The official opening of the Tidal Creek No. 2 Bridge on Saturday has been welcomed by Buller District Council and community, who say it’s a much-needed upgrade to the vital highway on the West Coast.
The 88-year-old bridge that was replaced no longer met seismic strength thresholds and was suitable only for vehicles up to a certain weight. Road freight operators with loads that exceeded the old bridge’s limits needed to apply to the Buller District Council for a permit to cross.
The new bridge, spanning 25 meters, is seismically sound and can accommodate High Productive Motor vehicles (HPMV).
Speaking at the opening Buller District Mayor Jamie Cleine said, “The Karamea Highway is a significant road for the Karamea Basin, servicing the farming and tourism sectors, as well as being a vital piece of infrastructure for the local community. Buller District Council is keen to work with MBIE to secure funding for vital projects such as the Tidal Creek No.2 Bridge, and the successful delivery of this project will hopefully display our ability to make the most of any future funding opportunities”.

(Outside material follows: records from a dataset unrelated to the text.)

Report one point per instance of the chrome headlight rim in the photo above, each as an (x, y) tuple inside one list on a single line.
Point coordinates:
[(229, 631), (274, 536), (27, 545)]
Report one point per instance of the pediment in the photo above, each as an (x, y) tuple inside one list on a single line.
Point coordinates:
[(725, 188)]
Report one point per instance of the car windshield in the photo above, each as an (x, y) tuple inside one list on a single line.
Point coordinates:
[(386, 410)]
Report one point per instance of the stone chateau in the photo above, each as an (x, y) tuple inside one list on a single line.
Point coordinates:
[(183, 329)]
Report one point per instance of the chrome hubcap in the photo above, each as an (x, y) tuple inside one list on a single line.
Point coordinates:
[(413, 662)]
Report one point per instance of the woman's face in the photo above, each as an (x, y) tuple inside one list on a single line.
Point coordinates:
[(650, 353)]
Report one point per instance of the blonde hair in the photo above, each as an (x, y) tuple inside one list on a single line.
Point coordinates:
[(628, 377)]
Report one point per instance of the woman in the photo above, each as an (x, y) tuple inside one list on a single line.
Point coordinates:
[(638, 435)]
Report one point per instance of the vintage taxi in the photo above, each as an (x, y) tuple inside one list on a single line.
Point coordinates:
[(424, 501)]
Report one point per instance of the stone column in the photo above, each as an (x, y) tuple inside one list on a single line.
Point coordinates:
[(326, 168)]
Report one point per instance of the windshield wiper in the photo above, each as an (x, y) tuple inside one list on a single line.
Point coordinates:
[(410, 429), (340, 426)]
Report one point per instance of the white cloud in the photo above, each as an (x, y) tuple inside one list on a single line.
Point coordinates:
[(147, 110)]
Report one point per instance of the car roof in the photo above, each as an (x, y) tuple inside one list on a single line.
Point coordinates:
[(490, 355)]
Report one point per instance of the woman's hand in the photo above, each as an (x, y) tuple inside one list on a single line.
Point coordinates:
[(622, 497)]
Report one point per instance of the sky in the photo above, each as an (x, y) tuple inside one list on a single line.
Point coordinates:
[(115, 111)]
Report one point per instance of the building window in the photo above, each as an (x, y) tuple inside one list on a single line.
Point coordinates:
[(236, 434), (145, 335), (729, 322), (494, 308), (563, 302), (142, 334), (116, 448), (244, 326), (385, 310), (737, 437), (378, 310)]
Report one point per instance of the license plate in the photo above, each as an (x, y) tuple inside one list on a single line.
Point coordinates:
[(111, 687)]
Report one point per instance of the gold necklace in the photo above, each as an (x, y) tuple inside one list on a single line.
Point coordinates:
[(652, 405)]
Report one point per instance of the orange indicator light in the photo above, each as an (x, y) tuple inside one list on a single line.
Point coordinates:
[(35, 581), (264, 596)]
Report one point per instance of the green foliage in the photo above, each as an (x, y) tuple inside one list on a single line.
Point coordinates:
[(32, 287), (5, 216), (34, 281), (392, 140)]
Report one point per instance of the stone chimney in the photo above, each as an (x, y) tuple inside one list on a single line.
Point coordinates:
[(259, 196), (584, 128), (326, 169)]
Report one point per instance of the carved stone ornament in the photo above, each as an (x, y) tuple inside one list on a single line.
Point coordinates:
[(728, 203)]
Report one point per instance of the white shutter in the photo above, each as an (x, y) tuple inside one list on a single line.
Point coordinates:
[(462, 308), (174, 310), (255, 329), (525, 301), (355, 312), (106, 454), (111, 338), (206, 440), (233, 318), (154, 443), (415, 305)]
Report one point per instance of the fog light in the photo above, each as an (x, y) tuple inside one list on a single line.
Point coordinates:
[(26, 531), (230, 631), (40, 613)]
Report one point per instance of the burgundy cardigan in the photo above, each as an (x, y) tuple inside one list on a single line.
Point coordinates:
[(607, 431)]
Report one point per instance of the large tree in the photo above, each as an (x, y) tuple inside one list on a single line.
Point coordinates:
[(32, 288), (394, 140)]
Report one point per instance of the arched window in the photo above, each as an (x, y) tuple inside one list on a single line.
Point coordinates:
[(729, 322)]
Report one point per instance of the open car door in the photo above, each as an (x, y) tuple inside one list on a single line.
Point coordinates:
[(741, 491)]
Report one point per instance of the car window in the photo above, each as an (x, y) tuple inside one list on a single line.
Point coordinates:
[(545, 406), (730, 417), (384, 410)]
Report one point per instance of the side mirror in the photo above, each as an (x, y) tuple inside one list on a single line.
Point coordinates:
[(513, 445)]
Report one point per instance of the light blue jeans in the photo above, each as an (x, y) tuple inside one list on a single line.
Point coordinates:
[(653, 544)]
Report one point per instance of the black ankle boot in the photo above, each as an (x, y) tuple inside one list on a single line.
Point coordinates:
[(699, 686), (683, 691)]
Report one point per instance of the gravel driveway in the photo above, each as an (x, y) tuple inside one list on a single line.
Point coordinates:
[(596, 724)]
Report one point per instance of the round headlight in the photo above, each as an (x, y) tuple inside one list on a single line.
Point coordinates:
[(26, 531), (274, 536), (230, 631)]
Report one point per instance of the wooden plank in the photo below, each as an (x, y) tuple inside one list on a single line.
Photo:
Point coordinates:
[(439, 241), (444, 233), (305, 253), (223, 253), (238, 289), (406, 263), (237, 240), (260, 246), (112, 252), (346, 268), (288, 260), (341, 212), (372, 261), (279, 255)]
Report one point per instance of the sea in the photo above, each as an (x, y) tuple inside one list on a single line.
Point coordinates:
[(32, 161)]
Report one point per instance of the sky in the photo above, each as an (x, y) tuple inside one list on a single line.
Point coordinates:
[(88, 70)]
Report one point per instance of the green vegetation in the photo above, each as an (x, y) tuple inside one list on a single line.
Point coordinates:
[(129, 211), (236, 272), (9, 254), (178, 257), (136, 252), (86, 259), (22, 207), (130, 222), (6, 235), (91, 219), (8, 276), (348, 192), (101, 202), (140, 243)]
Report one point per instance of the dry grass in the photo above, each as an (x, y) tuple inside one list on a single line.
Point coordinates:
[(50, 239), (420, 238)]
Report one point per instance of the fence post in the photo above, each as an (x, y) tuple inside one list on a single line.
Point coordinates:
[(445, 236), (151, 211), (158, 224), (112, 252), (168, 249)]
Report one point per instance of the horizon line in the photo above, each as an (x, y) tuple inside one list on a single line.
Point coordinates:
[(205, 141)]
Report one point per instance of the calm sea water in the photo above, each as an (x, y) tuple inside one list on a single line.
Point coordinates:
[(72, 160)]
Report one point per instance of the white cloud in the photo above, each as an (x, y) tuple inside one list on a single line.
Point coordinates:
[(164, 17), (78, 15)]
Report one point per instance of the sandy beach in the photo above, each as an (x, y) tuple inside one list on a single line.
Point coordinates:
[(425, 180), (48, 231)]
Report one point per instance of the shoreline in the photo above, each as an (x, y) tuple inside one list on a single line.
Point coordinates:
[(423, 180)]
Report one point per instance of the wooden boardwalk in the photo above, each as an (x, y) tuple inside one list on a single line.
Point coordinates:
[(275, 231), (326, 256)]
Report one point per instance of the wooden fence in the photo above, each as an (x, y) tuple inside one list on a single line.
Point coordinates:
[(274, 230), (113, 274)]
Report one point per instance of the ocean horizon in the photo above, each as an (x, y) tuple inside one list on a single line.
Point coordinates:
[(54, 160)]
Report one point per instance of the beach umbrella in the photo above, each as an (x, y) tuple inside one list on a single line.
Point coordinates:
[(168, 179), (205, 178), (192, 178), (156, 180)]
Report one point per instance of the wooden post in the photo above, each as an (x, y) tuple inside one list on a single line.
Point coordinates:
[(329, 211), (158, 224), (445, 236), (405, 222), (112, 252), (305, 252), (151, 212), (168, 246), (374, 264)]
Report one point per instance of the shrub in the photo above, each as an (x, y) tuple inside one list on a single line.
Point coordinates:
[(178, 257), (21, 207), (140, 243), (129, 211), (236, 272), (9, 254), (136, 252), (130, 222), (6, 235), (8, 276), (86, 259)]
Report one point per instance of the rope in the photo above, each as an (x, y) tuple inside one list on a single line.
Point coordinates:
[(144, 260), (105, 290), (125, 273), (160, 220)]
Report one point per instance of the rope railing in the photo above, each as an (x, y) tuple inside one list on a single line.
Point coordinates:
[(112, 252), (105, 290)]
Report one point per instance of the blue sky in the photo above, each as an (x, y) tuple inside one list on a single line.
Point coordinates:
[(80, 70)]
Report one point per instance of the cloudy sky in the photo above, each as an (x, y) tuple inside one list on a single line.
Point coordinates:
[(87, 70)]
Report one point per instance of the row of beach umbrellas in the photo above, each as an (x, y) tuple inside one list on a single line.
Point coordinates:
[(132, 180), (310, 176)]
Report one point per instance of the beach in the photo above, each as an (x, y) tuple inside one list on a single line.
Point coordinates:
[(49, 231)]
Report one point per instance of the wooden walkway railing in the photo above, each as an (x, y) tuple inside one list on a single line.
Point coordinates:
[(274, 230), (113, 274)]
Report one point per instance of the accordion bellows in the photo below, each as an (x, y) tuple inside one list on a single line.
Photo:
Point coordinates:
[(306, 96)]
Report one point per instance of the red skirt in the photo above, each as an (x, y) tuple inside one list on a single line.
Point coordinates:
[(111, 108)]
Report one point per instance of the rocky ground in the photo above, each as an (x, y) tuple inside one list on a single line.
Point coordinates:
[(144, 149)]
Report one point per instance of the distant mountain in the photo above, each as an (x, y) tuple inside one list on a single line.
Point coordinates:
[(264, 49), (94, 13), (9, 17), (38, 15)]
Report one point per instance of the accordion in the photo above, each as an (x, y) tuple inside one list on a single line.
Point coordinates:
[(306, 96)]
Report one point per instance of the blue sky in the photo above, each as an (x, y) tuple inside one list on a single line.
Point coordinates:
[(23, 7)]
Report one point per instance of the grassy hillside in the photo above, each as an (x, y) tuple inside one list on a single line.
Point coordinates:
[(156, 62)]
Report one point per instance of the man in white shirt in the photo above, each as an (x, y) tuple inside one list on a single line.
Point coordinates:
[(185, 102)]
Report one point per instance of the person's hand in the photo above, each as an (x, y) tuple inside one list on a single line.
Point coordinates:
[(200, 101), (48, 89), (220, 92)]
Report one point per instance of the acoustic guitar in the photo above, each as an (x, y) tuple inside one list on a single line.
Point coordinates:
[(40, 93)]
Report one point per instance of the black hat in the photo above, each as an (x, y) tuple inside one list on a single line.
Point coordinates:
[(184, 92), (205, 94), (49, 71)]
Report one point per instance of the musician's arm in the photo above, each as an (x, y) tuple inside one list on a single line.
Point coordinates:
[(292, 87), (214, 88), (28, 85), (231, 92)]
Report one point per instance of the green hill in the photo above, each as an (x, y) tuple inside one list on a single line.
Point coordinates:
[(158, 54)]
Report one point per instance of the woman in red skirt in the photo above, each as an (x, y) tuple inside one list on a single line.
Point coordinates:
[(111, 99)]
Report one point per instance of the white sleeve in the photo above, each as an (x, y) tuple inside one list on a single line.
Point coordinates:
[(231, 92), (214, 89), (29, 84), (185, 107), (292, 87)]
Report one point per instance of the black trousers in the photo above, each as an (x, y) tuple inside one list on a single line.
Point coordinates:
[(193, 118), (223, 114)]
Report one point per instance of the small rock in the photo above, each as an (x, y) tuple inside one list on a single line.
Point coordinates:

The $1.8 million project was funded by the Ministry of Business, Innovation and Employment (MBIE) Provincial Growth Fund (PGF) as part of the COVID-19 shovel-ready response and was overseen by Buller District Council’s Project Management Office, set up to ensure the successful delivery of projects of this scale.
MBIE’s Principle Regional Advisor for the South Island, Warren Gilbertson said the Ministry was currently partnering on 10 separate projects with Buller District Council.
“Good progress is being made with all of those, and the Tidal Creek No.2 Bridge being delivered ahead of schedule and to budget sets a good precedent for the relationship going forward,” he said.
“Minister Nash recently announced the new Regional Strategic Partnership Fund, and we are currently talking to all of our West Coast partners, including Buller District Council, about potential future projects.”
The Tidal Creek No.2 Bridge project was managed by WSP, with construction and physical work undertaken by Concrete Structures Limited and WestReef Services Limited.
“For this project we utilised our team out of Greymouth, who have a lot of experience with the challenges that come with construction on the West Coast, which helped things run smoothly,” said Engineer Bridges and Civil Structures, WSP Vincent Wong.
“Moving the bridge structures and equipment to Karamea through the bluffs isn’t an easy job but our team’s planning and execution ensured there were no issues, we also had a good run of weather that enabled us to get the sealing done before the winter weather moved in.”